Full-text filter and index are already available!
Kacper Łukawski
·November 16, 2022
Qdrant is designed as an efficient vector database, allowing for a quick search of the nearest neighbours. But, you may find yourself in need of applying some extra filtering on top of the semantic search. Up to version 0.10, Qdrant was offering support for keywords only. Since 0.10, there is a possibility to apply full-text constraints as well. There is a new type of filter that you can use to do that, also combined with every other filter type.
Using full-text filters without the payload index
Full-text filters without the index created on a field will return only those entries which contain all the terms included in the query. That is effectively a substring match on all the individual terms but not a substring on a whole query.
Full-text search behaviour on an indexed payload field
There are more options if you create a full-text index on a field you will filter by.
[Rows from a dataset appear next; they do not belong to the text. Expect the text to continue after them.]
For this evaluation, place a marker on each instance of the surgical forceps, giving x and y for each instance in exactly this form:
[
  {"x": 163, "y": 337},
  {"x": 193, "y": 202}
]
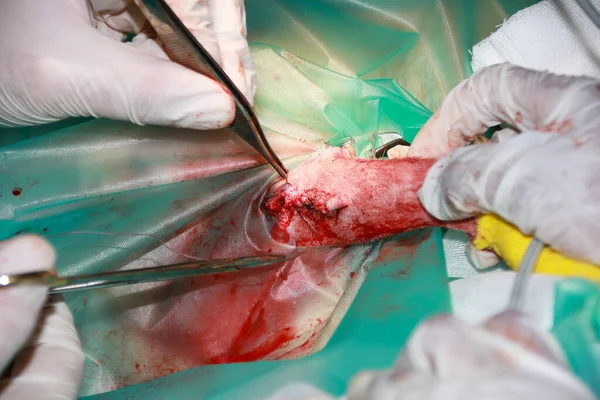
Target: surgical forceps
[
  {"x": 183, "y": 48},
  {"x": 61, "y": 284}
]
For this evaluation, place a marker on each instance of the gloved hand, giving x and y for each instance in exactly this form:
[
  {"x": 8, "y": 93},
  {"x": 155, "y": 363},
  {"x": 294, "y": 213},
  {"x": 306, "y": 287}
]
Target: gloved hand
[
  {"x": 42, "y": 337},
  {"x": 447, "y": 359},
  {"x": 544, "y": 179},
  {"x": 65, "y": 58}
]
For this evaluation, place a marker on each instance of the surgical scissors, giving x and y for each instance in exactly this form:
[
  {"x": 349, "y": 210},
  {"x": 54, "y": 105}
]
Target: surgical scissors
[
  {"x": 184, "y": 49},
  {"x": 61, "y": 284}
]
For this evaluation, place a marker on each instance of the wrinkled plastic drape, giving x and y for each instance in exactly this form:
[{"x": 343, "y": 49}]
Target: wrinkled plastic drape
[{"x": 328, "y": 70}]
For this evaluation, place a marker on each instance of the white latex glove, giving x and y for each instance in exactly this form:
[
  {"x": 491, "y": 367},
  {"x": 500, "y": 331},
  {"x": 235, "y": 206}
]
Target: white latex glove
[
  {"x": 64, "y": 58},
  {"x": 42, "y": 337},
  {"x": 544, "y": 180},
  {"x": 447, "y": 359}
]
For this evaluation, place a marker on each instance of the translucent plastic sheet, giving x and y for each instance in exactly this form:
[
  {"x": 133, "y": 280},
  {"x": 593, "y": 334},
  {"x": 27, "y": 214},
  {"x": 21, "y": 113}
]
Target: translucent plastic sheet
[{"x": 202, "y": 191}]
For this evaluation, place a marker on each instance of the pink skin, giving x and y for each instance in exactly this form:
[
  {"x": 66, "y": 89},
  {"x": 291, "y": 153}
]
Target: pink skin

First and foremost, you can choose the tokenizer. It defines how Qdrant should split the text into tokens. There are three options available:
- word — spaces, punctuation marks and special characters define the token boundaries
- whitespace — token boundaries defined by whitespace characters
- prefix — token boundaries are the same as for the “word” tokenizer, but in addition to that, there are prefixes created for every single token. As a result, “Qdrant” will be indexed as “Q”, “Qd”, “Qdr”, “Qdra”, “Qdran”, and “Qdrant”.
There are also some additional parameters you can provide, such as
- min_token_len — minimal length of the token
- max_token_len — maximal length of the token
- lowercase — if set to true, then the index will be case-insensitive, as Qdrant will convert all the texts to lowercase
Using text filters in practice
The main difference between using full-text filters on the indexed vs non-indexed field is the performance of such query. In a simple benchmark, performed on the H&M dataset (with over 105k examples), the average query time looks as follows (n=1000):
It is evident that creating a filter on a field that we’ll query often, may lead us to substantial performance gains without much effort.